Pentagon sets its sights on social networking websites

Eugen Leitl eugen at leitl.org
Fri Jun 9 06:00:05 PDT 2006


Pentagon sets its sights on social networking websites

    * 09 June 2006
    * NewScientist.com news service
    * Paul Marks

"I AM continually shocked and appalled at the details people voluntarily post
online about themselves." So says Jon Callas, chief security officer at PGP, a
Silicon Valley-based maker of encryption software. He is far from alone in
noticing that fast-growing social networking websites such as MySpace and
Friendster are a snoop's dream.

New Scientist has discovered that Pentagon's National Security Agency, which
specialises in eavesdropping and code-breaking, is funding research into the
mass harvesting of the information that people post about themselves on social
networks. And it could harness advances in internet technology - specifically
the forthcoming "semantic web" championed by the web standards organisation
W3C - to combine data from social networking websites with details such as
banking, retail and property records, allowing the NSA to build extensive,
all-embracing personal profiles of individuals.

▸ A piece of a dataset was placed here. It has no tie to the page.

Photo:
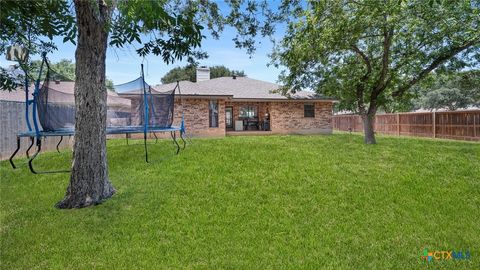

Americans are still reeling from last month's revelations that the NSA has
been logging phone calls since the terrorist attacks of 11 September 2001. The
Congressional Research Service, which advises the US legislature, says phone
companies that surrendered call records may have acted illegally. However, the
White House insists that the terrorist threat makes existing wire-tapping
legislation out of date and is urging Congress not to investigate the NSA's
action.

Meanwhile, the NSA is pursuing its plans to tap the web, since phone logs have
limited scope. They can only be used to build a very basic picture of
someone's contact network, a process sometimes called "connecting the dots".
Clusters of people in highly connected groups become apparent, as do people
with few connections who appear to be the intermediaries between such groups.
The idea is to see by how many links or "degrees" separate people from, say, a
member of a blacklisted organisation.

By adding online social networking data to its phone analyses, the NSA could
connect people at deeper levels, through shared activities, such as taking
flying lessons. Typically, online social networking sites ask members to enter
details of their immediate and extended circles of friends, whose blogs they
might follow. People often list other facets of their personality including
political, sexual, entertainment, media and sporting preferences too. Some go
much further, and a few have lost their jobs by publicly describing drinking
and drug-taking exploits. Young people have even been barred from the orthodox
religious colleges that they are enrolled in for revealing online that they
are gay.

"You should always assume anything you write online is stapled to your resumi.
People don't realise you get Googled just to get a job interview these days,"
says Callas.

Other data the NSA could combine with social networking details includes
information on purchases, where we go (available from cellphone records, which
cite the base station a call came from) and what major financial transactions
we make, such as buying a house.

Right now this is difficult to do because today's web is stuffed with data in
incompatible formats. Enter the semantic web, which aims to iron out these
incompatibilities over the next few years via a common data structure called
the Resource Description Framework (RDF). W3C hopes that one day every website
will use RDF to give each type of data a unique, predefined, unambiguous tag.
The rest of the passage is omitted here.